La caída de Buzz Lightyear

Ana Rosario y yo nos aprendimos Toy story de memoria en un sillón que se quedó en la Habana, justo en el medio del aquel espacio donde sobrevivimos los avatares de una época que ahora también se parece a una película, pero en blanco y negro, casi muda. Ese mueble aún debe tener el hoyo que le hicimos mientras compartíamos las risas y las angustias de Woody y Buzz Lightyear.
Más allá de todos los hallazgos tecnológicos de Pixar (que hicieron envejecer a los clásicos de Disney de un día para otro), la clave del éxito de cada una de sus películas es esa ilimitada capacidad que tienen sus realizadores para hacer que lo inconcebible se parezca demasiado a la vida misma.
Fundada por George Lucas y propulsada por Steve Jobs, Pixar ha logrado, fábula tras fábula, un espacio donde padres e hijos pueden sentarse a participar de una misma historia sin que ninguno de los dos se sienta timado.
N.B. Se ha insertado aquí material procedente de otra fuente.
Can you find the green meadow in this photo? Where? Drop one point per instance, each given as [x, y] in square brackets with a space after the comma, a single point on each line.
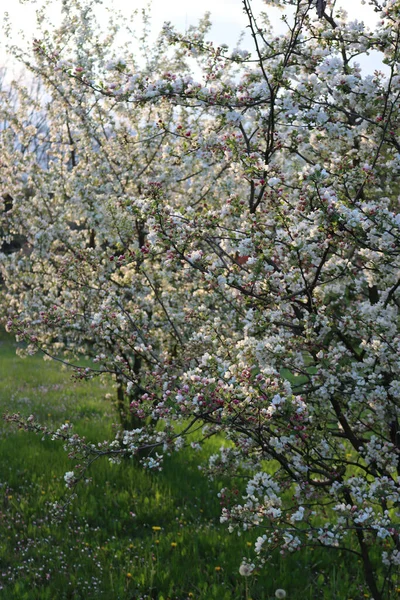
[129, 534]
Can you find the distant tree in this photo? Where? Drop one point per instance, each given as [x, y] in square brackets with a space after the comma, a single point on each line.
[228, 244]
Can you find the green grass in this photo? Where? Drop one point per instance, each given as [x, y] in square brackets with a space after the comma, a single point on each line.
[106, 547]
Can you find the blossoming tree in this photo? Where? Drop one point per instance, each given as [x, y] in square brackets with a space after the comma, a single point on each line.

A Pixar yo le debo no sé cuántas horas de complicidad con mi hija. Creo que ella se muerde el índice de la mano izquierda cuando está en aprietos, porque antes me vio a mí hacerlo mientras Buzz Lightyear caía al vacío.
Parecerá tonto, pero nunca puedo evitar las lágrimas cuando veo esa escena. Es una de mis preferidas en toda la historia del cine. Cada vez que Buzz descubre que no es un guardián espacial sino un juguete incapaz de volar, yo caigo con él por esa interminable cámara lenta. Es algo muy breve, pero que puede durar todo lo que nosotros queramos si la volvemos a ver con ellos y nos dejamos convencer por su inocencia.